O Estatuto da Cidade, com suas normas a respeito das formas de organização dos centros urbanos, colabora ajudando a obstruir problemáticas do tombamento, principalmente com relação aos bens imóveis. ”[…] a inserção do patrimônio cultural material nos planos urbanísticos age de forma a apresentar resultados positivos” (COSTA; TELLES, 2013, p. 11). Logo, os instrumentos urbano-ambientais, potencialmente, colaborarão na preservação dos bens culturais, não impedindo a dinâmica de crescimento das cidades ou substituir o instituto jurídico do tombamento quando este for considerado inapropriado.

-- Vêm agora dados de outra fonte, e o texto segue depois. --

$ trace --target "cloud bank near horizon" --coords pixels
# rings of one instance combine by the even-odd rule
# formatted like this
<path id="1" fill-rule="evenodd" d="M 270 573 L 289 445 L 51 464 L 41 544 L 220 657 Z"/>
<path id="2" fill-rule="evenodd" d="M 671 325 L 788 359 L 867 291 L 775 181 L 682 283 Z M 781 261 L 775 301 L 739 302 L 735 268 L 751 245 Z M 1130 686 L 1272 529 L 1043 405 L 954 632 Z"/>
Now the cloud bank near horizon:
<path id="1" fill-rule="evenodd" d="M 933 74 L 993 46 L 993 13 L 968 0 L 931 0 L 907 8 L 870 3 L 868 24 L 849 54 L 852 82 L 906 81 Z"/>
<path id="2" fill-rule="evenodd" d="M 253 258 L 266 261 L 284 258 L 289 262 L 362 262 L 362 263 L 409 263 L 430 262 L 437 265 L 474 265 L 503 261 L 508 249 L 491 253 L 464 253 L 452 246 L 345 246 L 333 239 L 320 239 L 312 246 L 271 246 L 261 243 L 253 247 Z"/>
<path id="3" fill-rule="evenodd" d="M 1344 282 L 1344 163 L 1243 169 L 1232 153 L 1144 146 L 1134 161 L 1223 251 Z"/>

Com o cancelamento do tombamento, além da participação obrigatória dos Conselhos Federal, Estadual ou Municipal de Proteção/ Preservação do Patrimônio Cultual (sendo permitida a possibilidade de tombamento cumulativo), de acordo com o procedimento de tombamento compulsório previsto em lei, indo de acordo com o(s) grau(s) de interesse federativo na questão, valendo dos métodos previstos no Estatuto da Cidade, para que seja assegurada a manifestação decisória da população e, consequentemente, sua audiência.Via de regra, conforme Costa e Telles (2013, p. 24) dispõem, o destombamento só poderá ser exercido:

“[…] em prol da violação do procedimento administrativo previsto em lei ou por instauração de outro processo, garantidos a ampla defesa e o contraditório do particular e da sociedade como um todo, ouvindo o(s) Conselho(s) do Patrimônio Cultural”.

Quanto aos critérios de conveniência e oportunidade do chefe do Poder Executivo, ainda que atendam o princípio administrativo-constitucional da motivação dentro de sua discricionariedade, não podem esquecer da intervenção e a participação da sociedade no zelo pelo patrimônio cultural, de acordo com o artigo 216, § 1º da Constituição da República de 1988. O interesse público deve estar de acordo com os reclames sociais da coletividade, já que os cidadãos e legitimados pela a Lei nº 7.347, de 24 de julho de 1985, tem o direito de contrariar a anulação do tombamento pela via judicial, através da Ação Popular e da Ação Civil Pública.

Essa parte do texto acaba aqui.